Renovabis-Chef Hartl: "Schlimm ist es, wenn Kinder zurückbleiben"

Pfarrer Christian Hartl ist seit Oktober 2016 Hauptgeschäftsführer von Renovabis, der Solidaritätsaktion deutscher Katholiken mit den Menschen in Osteuropa.
Foto: Thomas Schumann

Renovabis-Geschäftsführer Christian Hartl sieht, dass ein Mentalitätswandel in Osteuropa noch Geduld braucht. Doch die Jugend wolle etwas voranbringen.

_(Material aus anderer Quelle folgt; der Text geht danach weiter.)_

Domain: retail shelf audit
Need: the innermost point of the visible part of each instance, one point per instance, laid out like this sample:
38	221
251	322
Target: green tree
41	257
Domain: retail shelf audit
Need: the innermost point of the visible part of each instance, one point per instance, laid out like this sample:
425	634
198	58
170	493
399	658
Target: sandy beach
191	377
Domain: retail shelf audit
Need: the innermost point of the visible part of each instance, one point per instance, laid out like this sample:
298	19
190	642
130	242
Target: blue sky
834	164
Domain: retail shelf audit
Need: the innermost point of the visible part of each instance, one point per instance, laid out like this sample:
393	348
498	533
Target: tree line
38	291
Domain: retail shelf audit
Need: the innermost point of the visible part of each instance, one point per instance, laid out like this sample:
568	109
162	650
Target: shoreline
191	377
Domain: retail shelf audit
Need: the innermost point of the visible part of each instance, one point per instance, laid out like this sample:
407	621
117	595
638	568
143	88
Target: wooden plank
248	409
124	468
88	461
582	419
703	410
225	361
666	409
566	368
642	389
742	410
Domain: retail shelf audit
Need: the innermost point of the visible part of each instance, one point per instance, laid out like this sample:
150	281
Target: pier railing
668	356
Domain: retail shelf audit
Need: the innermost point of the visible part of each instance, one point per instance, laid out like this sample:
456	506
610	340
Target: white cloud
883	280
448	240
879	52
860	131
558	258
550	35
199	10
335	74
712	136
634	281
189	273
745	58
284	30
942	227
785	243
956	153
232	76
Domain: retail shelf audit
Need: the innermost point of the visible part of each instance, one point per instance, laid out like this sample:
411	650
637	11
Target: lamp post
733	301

Herr Pfarrer Hartl, Sie sind Hauptgeschäftsführer von Renovabis, der Solidaritätsaktion deutscher Katholiken mit den Menschen in Osteuropa. Wo werden Sie Heiligabend feiern?

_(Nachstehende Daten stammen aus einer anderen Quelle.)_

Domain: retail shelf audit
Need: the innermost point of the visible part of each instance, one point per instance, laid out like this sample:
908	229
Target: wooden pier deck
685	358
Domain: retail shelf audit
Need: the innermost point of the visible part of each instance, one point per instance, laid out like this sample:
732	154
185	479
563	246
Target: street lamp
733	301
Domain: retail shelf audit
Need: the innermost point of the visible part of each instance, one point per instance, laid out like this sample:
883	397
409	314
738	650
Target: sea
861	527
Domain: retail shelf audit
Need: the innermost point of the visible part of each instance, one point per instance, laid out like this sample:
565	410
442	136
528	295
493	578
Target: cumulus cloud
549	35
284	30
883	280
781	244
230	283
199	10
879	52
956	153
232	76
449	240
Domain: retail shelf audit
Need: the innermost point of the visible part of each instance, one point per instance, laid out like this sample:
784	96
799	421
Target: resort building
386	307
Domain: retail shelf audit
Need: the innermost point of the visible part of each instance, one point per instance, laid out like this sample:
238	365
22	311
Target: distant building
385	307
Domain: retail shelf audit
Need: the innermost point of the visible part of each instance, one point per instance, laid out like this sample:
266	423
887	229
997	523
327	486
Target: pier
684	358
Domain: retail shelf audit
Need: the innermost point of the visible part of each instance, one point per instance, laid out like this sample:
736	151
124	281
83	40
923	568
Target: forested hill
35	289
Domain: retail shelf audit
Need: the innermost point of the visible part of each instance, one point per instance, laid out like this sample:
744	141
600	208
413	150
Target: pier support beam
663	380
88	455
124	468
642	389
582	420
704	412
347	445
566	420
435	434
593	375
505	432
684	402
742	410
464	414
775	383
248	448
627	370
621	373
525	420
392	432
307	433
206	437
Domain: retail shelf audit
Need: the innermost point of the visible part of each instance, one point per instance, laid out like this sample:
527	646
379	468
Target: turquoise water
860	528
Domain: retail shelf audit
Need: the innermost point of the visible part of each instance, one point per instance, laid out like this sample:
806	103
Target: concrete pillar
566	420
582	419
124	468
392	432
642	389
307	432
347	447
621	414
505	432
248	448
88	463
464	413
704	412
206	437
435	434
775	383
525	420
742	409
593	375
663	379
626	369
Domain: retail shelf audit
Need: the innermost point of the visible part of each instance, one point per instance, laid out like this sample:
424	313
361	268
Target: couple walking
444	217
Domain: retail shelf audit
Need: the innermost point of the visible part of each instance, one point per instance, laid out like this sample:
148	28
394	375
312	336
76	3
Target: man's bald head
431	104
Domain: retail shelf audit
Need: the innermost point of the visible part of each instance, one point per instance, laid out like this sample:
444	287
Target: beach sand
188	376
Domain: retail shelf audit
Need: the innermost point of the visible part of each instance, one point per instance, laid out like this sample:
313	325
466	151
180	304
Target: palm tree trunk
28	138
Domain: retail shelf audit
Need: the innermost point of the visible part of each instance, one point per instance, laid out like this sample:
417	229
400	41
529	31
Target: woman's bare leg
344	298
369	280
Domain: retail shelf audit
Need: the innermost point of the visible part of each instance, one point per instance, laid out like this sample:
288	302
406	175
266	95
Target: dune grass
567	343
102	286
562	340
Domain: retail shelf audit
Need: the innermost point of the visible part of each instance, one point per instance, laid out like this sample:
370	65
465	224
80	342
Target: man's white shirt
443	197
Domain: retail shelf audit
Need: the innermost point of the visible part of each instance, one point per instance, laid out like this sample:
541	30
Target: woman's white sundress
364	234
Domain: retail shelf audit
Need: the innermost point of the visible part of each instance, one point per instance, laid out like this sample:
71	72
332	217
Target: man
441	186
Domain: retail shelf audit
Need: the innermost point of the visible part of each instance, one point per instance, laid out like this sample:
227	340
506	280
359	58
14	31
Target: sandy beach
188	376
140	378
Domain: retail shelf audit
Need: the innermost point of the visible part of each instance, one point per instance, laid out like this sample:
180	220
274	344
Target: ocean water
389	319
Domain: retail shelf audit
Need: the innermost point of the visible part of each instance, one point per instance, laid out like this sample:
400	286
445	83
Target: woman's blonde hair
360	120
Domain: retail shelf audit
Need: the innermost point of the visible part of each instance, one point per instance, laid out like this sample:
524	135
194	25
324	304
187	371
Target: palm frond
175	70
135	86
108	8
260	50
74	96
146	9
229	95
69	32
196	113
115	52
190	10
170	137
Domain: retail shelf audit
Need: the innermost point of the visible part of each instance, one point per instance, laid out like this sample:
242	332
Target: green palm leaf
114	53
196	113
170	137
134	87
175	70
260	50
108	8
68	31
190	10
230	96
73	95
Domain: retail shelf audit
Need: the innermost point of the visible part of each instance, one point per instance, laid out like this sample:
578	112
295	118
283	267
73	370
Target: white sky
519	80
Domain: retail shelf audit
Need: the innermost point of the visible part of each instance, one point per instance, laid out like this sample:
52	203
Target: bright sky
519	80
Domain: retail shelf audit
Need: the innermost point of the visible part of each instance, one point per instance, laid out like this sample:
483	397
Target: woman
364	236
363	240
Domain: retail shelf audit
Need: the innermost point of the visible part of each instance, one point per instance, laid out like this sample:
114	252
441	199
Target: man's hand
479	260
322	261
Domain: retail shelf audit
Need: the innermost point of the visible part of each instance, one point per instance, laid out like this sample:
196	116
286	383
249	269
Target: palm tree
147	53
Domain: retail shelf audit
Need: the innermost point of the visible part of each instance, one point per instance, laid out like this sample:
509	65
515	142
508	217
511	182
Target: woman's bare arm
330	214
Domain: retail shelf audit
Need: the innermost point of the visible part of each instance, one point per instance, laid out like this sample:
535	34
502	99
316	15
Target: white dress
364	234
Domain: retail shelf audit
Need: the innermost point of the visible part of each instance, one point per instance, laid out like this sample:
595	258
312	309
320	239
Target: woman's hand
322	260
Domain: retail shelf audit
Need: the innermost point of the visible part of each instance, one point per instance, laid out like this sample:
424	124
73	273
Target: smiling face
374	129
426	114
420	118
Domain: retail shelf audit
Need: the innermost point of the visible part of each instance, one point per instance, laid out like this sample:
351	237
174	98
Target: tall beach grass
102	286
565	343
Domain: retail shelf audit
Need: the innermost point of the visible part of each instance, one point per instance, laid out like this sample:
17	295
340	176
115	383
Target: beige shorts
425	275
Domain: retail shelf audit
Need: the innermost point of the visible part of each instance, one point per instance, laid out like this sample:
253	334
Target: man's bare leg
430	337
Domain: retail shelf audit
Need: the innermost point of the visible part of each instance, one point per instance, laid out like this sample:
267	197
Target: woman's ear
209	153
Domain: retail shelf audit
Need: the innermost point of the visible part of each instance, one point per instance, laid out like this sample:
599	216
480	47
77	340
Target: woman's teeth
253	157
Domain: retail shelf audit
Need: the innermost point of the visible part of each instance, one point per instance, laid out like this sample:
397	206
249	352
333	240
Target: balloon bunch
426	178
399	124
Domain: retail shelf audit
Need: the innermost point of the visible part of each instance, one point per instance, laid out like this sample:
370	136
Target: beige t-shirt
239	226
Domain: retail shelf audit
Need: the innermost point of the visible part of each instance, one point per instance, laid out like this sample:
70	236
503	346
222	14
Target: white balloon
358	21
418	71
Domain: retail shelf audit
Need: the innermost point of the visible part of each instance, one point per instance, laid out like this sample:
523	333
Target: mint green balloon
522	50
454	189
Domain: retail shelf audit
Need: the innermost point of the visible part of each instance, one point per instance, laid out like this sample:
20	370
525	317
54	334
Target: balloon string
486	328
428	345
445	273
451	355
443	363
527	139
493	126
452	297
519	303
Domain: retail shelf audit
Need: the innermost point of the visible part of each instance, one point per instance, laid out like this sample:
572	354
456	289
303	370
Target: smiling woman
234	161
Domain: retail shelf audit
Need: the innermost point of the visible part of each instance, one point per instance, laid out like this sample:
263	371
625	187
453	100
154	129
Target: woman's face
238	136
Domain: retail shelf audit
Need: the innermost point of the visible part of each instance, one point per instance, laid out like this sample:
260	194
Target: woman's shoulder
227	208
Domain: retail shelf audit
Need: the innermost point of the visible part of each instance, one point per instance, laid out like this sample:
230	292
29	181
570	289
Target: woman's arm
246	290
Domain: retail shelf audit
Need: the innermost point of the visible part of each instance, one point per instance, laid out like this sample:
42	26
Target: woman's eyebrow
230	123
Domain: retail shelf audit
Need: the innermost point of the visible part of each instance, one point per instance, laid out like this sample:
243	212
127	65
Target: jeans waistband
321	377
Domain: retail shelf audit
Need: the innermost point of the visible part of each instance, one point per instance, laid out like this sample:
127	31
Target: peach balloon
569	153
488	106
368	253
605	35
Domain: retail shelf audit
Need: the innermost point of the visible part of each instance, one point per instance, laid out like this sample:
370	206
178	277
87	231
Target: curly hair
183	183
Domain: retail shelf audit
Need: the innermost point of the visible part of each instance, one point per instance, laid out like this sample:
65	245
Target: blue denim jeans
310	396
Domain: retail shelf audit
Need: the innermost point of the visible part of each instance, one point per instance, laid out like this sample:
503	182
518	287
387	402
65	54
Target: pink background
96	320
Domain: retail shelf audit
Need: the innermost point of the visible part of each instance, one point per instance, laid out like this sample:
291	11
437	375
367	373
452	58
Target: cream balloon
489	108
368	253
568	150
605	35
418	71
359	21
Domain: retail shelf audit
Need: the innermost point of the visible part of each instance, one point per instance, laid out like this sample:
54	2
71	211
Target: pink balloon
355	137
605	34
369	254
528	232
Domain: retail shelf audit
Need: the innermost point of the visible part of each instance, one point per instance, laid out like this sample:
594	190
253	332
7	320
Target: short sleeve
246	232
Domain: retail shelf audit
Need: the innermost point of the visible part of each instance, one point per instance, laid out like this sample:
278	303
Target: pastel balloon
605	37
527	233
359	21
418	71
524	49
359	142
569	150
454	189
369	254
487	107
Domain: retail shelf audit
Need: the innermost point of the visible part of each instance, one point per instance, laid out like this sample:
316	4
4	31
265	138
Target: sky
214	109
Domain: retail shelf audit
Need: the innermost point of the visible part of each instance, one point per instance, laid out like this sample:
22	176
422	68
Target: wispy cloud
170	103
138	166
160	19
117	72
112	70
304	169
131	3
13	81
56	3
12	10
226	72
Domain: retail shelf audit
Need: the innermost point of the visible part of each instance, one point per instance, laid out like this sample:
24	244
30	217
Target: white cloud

Christian Hartl: Ich werde in einer kleinen Dorfpfarrei in meiner oberbayerischen Heimat sein und ich werde sicher an die vielen Menschen denken, denen ich in diesem Jahr begegnet bin. Für Renovabis unternahm ich viele Reisen; ich war in Litauen und Estland, in Bosnien und Herzegowina, Mazedonien, Georgien, Rumänien und Weißrussland.

Was würden Sie den Christen dort am liebsten unter den Christbaum legen?

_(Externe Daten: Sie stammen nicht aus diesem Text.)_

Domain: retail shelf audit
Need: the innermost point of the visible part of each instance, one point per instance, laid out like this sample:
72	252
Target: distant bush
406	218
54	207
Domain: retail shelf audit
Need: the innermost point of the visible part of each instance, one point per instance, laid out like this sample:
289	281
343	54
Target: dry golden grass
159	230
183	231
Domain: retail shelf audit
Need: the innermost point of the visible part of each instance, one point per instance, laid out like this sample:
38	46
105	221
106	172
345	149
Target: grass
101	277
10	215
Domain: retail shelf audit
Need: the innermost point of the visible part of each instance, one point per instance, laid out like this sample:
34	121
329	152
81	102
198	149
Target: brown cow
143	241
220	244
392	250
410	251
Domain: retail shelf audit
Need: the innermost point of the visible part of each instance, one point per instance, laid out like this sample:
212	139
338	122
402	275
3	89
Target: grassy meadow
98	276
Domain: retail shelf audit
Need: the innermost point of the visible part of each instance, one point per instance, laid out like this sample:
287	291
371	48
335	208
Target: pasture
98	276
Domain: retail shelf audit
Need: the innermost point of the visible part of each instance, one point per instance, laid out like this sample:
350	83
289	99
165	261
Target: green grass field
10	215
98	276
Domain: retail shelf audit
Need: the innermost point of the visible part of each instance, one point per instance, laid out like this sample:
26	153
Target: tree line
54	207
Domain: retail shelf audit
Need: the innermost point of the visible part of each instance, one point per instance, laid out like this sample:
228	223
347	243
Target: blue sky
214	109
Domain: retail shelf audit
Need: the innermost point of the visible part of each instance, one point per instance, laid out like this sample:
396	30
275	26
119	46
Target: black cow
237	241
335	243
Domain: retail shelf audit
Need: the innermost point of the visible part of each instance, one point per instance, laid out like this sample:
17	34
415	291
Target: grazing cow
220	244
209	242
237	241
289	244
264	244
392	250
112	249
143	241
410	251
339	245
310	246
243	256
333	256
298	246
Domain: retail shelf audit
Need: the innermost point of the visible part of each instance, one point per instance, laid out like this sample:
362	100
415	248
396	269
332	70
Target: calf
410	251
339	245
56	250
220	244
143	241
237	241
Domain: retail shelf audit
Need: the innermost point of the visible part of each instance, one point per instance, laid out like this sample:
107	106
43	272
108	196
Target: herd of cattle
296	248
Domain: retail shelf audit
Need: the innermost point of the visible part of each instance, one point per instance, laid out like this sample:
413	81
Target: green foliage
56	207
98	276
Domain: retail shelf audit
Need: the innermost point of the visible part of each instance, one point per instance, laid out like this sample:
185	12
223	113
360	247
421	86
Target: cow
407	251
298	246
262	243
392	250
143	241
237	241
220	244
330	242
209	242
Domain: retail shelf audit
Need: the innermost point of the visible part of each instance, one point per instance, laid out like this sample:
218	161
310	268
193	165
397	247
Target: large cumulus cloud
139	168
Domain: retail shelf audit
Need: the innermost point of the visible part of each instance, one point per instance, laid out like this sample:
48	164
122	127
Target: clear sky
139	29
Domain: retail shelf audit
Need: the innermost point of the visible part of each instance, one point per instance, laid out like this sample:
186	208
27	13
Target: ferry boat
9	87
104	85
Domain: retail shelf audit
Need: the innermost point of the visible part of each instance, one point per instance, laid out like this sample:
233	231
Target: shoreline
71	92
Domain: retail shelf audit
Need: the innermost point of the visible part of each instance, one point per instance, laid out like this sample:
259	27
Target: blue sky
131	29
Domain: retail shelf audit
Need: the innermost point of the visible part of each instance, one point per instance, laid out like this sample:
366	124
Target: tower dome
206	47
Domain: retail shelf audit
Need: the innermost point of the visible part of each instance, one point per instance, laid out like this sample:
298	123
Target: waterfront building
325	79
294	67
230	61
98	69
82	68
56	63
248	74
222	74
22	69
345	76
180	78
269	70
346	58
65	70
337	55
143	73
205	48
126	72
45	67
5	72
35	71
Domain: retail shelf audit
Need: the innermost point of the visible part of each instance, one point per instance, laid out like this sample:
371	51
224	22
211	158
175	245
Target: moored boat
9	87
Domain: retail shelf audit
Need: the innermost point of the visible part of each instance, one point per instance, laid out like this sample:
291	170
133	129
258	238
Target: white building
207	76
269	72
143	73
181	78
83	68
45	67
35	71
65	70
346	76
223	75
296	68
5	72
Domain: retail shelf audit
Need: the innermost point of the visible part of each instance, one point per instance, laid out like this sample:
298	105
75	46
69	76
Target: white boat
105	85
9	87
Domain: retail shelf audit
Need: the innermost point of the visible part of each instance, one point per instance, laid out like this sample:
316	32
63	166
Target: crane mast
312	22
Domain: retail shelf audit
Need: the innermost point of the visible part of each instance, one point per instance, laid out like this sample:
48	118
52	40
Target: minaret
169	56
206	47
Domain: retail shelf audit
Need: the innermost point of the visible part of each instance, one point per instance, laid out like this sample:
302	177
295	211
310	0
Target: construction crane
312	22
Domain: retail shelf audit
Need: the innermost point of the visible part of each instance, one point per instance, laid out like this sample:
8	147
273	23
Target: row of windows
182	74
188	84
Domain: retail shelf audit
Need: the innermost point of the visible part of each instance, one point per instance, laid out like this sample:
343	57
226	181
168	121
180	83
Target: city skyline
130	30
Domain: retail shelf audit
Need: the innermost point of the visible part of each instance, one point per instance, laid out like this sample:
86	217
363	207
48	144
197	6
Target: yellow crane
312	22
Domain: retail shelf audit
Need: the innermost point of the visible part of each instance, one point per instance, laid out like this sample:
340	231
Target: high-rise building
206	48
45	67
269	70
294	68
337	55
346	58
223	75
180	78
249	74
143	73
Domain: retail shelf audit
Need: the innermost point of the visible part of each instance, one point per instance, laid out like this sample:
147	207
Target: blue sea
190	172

Hartl: Wir haben an unsere Partner Weihnachtsbriefe geschrieben; die liegen dort hoffentlich. Außerdem wünsche ich unseren Partnern etwas, das ich nur im Gebet von Gott erbitten kann. Es sind mindestens drei Wünsche: Erstens wünsche ich den Ländern Frieden; vor allem im Blick auf die Ukraine ist dies ein ganz dringlicher Wunsch. Zweitens Gerechtigkeit, weil sie die Voraussetzung für den Frieden ist. Drittens Gottverbundenheit, denn wenn wir im Blick auf Gott und das Evangelium die Probleme in der Welt bewerten, dann kommen wir auf neue, inspirierende Ideen.

An welche Begegnungen in Osteuropa erinnern Sie sich am liebsten?

Hartl: Ich habe hier viele Menschen vor Augen. Besonders kostbar ist es für mich immer zu sehen, wie junge Menschen ihren Weg finden, wie sie Zukunftsperspektiven entdecken. Ich erinnere mich an Begegnungen mit Schülern in unseren Europa-Schulen in Bosnien.

Erleben Sie Optimismus unter der Jugend in Osteuropa?

Hartl: Ja, durchaus. Junge Menschen blicken in die Zukunft, sie sind von Idealismus geprägt. Das habe ich dort durchaus wahrnehmen können.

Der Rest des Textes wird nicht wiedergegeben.